She spoke to it as if it had been a kitten or a baby. And as she spoke, she pulled the leaves yet closer over the little starer so as to hide it quite.
As they went on, she almost obtrusively avoided stepping on the flowers, saying she almost felt cruel, or at least rude, when she did so. Yet she trailed her dress over them in quite a careless way, not lifting it at all. This was a peculiarity of hers, which Hugh never understood till he understood herself.

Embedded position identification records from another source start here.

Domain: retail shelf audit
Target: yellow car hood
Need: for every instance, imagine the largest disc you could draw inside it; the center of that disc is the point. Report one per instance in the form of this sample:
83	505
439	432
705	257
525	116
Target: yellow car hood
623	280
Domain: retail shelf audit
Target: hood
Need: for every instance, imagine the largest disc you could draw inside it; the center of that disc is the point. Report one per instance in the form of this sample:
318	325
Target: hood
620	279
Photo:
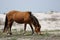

All about in shady places, the ferns were busy untucking themselves from their grave-clothes, unrolling their mysterious coils of life, adding continually to the hidden growth as they unfolded the visible. In this, they were like the other revelations of God the Infinite. All the wild lovely things were coming up for their month’s life of joy. Orchis-harlequins, cuckoo-plants, wild arums, more properly lords-and-ladies, were coming, and coming—slowly; for had they not a long way to come, from the valley of the shadow of death into the land of life? At last the wanderers came upon a whole company of bluebells—not what Hugh would have called bluebells, for the bluebells of Scotland are the single-poised harebells—but wild hyacinths, growing in a damp and shady spot, in wonderful luxuriance. They were quite three feet in height, with long, graceful, drooping heads; hanging down from them, all along one side, the largest and loveliest of bells—one lying close above the other, on the lower part; while they parted thinner and thinner as they rose towards the lonely one at the top. Miss Cameron went into ecstasies over these; not saying much, but breaking up what she did say with many prettily passionate pauses.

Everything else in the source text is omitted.